Hardly a year has passed and history has repeated itself. This time it was Costantino’s “Mediavip” to be in trouble, shown the door in their turn by the Festival Foundation on 12 May 2009, and regarding which the Foundation “prefers to maintain the strictest reserve”. “Mediavip” made a swift reply on 14 May, stating that it had “instructed its lawyers to examine the feasibility of legal action against the Festival Foundation for breach of contract”. This position was confirmed by “Mediavip” during the course of a recent press conference held on 4 June at the Hotel Albornoz in Spoleto, when the firm’s request for damages was calculated at €2,500,000.

In short, Mr Ferrara finds himself in something of a fine mess, when only a year ago, referring to Mediavip’s work, he announced (perhaps with an excessive touch of optimism): “The sum raised by sponsorship was good, but we estimate that it will be double next year”. A pity that it is “Mediavip” which is no longer held in estimation.

To conclude, a final reflection on the new poster of the Festival, designed by Bob Wilson. Someone has said that, like his work in the theatre, it is rather too minimalist, and this is perhaps true. To my mind, however, the use of the word “minimalist” is a way of avoiding another interpretation, more provocative perhaps, which could be summed up in the phrase “always the same self-imitation”. I have no hesitation in saying that Wilson’s poster is a precise mirror-image of what the new politicized management of the Festival represents. That is to say, it is the re-proposal of a cultural and aesthetic formula which today is feeble and drained of its original essence, a formula that had every reason to exist in a particular historic period (I refer to the 1970s), but which is now manipulated for the convenience of politics and power, with the precise intent of standardizing cultural dogmas that mask a profound incapacity for creativity.

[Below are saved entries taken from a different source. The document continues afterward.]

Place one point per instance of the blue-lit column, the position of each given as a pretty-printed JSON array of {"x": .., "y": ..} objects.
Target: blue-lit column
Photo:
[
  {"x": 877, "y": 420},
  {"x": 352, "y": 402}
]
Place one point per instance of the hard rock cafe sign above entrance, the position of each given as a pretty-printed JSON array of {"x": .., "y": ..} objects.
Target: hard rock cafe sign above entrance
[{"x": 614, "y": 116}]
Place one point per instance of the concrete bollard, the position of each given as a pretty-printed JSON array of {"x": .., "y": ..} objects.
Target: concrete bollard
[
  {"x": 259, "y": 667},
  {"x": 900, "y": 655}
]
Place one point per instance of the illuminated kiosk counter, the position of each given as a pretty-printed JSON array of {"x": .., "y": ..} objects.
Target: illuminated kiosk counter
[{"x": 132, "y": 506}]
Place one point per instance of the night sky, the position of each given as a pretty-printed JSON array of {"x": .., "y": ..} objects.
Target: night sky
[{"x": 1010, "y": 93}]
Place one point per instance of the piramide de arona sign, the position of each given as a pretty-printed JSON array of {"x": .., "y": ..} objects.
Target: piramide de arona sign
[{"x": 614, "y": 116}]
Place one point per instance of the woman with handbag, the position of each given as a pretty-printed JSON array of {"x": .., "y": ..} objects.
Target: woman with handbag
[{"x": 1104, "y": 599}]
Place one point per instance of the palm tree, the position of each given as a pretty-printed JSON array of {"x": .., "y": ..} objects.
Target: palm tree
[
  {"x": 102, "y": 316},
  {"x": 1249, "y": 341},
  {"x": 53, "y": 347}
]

It is of course a sign of the times, but also the consequence of a form of politics, tentacular and omnivorous, that professes itself in favour of renewal and continues to call itself progressist, with shouts from the rooftops that increasingly resemble a litany and to which nobody listens any more. That same kind of politics which, having kept under its control for decades every kind of cultural activity in the area (from theatres, festivals and museums, to conservatoires and art schools), is incapable of the slightest creative impulse of any significance, having detained – narcissistically, and for too long – an absolute power that has gone so far as to deny the existence of anyone who might have a different point of view.

Today’s Festival is the latest fruit of the cultural vocation of this politicking, which is engrossed with itself, conformist, self-referential, atrophic, removed from the world, capable only of self-glorification. It is the Festival of the armchairs of power, of public money which ends up we know not where (what with the merry-go-round of balance sheets that are more or less official), of political party intellectualisms, of drawing room chatter, of art that is suffocated at the point of birth, of bourgeois leftists dressed up as potentates, of the compulsive meddling with power.

It is the Festival of the “charge” of the 70-year olds, such as the acclaimed Wilson or the genial Allen, Maestro Ronconi or the histrionic Pizzi, all still up there giving us lessons about theatre and art, putting forward formulas and thoughts that are increasingly self-imitations.

But above all it is a Festival that is by its own nature bankrupt, born from the wish – what a miserable ambition! – to appropriate the dream of another individual, of the artist that was Maestro Menotti.